We'll start in the back for this one, because the Lexus LM is one of those cars where the driving experience feels more than a little inconsequential.
Nine times out of 10, the buyer and driver, you have to imagine, are separate people – and the one signing on the dotted line won't be spending much time in the front seat.
Once you've stopped chuckling at the sheer incongruity of a Lexus van with a £113k price tag, eased yourself into one of those sumptuous rear armchairs, fired up the 48in screen and selected a beverage from the mini bar, the LM actually starts to make a lot of sense.
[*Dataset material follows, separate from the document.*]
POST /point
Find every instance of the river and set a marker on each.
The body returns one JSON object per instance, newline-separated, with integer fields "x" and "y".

Lexus, for so long the last word in understated opulence (imbued with a subtle touch of bling), has felt rather under-represented in the highest echelons of the car market, and now that it's introducing its most affordable car in decades in the form of the sub-£30k Lexus LBX crossover, it feels like the time is right to go after the oligarchs once again with a car whose soul focus is simply to eradicate any discomfort from the act of travelling from A to B.
The formula is clearly an enticing one: Lexus says it has taken around 170 orders in the UK so far and forecasts another 300 through 2024. Obviously, most are specified with four seats (because why ever not?) and four-wheel drive, but there's also a slightly less ostentatious seven-seater with optional front-wheel drive for £89,995.
That's still comfortably more expensive than any other similarly conceived MPV on the market, but to create a comparably specified Mercedes-Benz V-Class, for example, you would have to enlist the services of an aftermarket modifier, which would cost a similar premium.